インドの新型コロナウイルスの1日当たり新規感染者が23万4000人を超えた今月17日、西ベンガル州アサンソルで大規模な選挙集会を開いたモディ首相は「これほどの大群衆は見たことがない」とツイートした。

  その後もインド国内のコロナ感染第2波は拡大の一途をたどっている。今やインドは世界のコロナ感染のホットスポットであり、新規感染で世界最多記録更新が続いている。医療従事者や一般市民が酸素吸入器を必死に求める中で、患者であふれる病院の映像がソーシャルメディアで拡散されている。

Prime Minister Narendra Modi Addresses Campaign Rally For West Bengal Assembly Election At Barasat

西ベンガル州の選挙集会で演説するモディ首相(4月12日)

Photographer: Hindustan Times/Hindustan Times

  首都ニューデリーや金融都市ムンバイではロックダウン(都市封鎖)が導入されており、静寂を破るのは救急車のサイレンだけだが、モディ政権のコロナ対応を巡る批判の大合唱が広がりつつある。

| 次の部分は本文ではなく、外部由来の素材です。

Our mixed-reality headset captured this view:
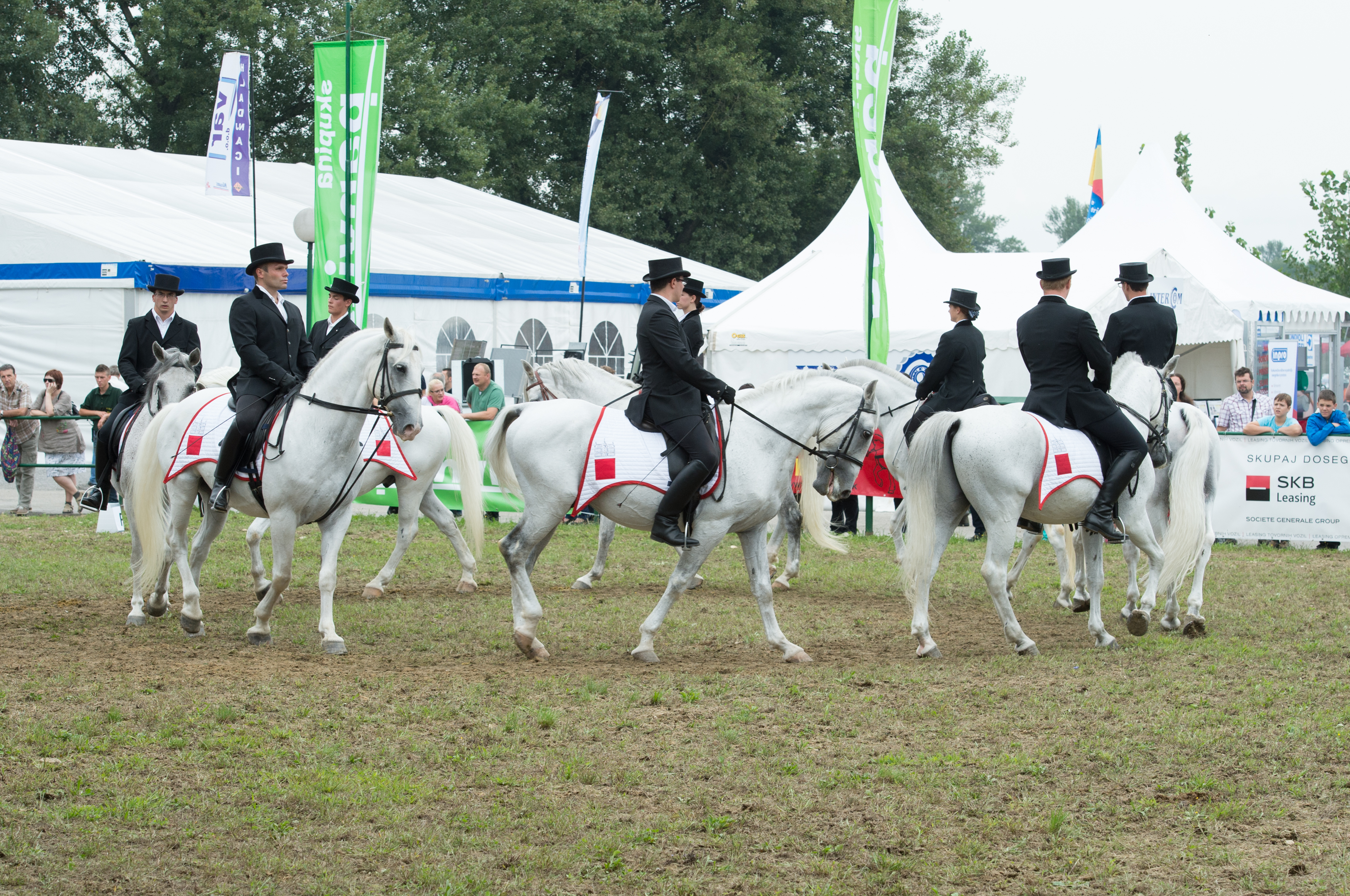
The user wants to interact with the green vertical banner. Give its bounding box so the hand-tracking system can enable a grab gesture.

  モディ首相はコロナ対策会議を開くため、23日に予定していた西ベンガル州の再訪問を取りやめたほか、25日にはワクチン接種を国民に呼び掛けた。これで政権への影響を抑えられるかどうかは、西ベンガルとアッサム、ケララ、タミルナド各州と連邦政府直轄地ポンディシェリーで先月から実施されていた地方選の開票結果が公表される5月2日に分かるかもしれない。

  オディシャ州出身のコミュニティー活動家で、かつてはモディ首相の政策を支持していたパンチャナン・マハラナ氏は「今の重大な時期にモディ首相はコロナ相手に闘うのではなく、票のために闘っている」と主張。国民の生命や生活を守ることに集中すべきだと話す。

As the Virus Surges, Modi Urges India's States to Shun Lockdowns

デリーで酸素ボンベの補充を待つオート三輪内の男性(4月21日)

Photographer: T. Narayan/Bloomberg

  ヒンズー至上主義を唱える与党インド人民党(BJP)に属するモディ首相は、国論を二分する指導者と広く受け止められている。政権1期目は政策でつまずいたものの、2019年の総選挙では政権交代可能な野党の不在で地滑り的勝利を収めた。

  感染拡大が一服していた今年1月に実施された世論調査では、モディ首相の支持率が74%と昨年8月の78%からやや低下したが、それでも驚くほど高かった。コロナ禍がモディ氏への支持に影響するかはなお不透明だ。

  オックスフォード大学で国際開発について教え、ヒンズーナショナリズムに関する著作もあるニキータ・スド氏は「インド国内でコロナ危機管理に対する怒りが噴出しているのは疑いない」と指摘。「こうした憤りが何年も意図的に社会に植え付けられてきたヘイト(憎悪)に勝るのか、一般国民の記憶が十分長く残り、コロナに関係する怒りが選挙の時期に明確に示されるかが問題だ」と語る。

Inside a Crematorium as Daily Virus Count Hits New Record

ニューデリーの火葬場

Photographer: T. Narayan/Bloomberg

  大半がマスクを着用せず、ソーシャルディスタンス(社会的距離)も取らない大群衆にマスクなしで演説するモディ氏の姿は、資金も不足する脆弱(ぜいじゃく)な医療体制の下で、何とか収容能力を高めようと疲弊しながらも奮闘する医師や看護師の映像とはあまりに対照的だった。

  ノッティンガム大学アジア研究所でディレクターを務めるキャサリン・エードニー氏によれば、モディ首相には政策で失敗しても批判をうまくかわしてきた実績がある。16年に発行貨幣価値の86%を占める高額紙幣を突如廃止し、経済と市民を動揺させた例を同氏は挙げる。

  エードニー氏は「モディ首相が自らの目的にかなうのなら州政府や州首相など他の政治主体に責任を負わせるのは容易だろう」と述べた。

原題:World’s Biggest Covid Crisis Threatens Modi’s Grip on India (2)(抜粋)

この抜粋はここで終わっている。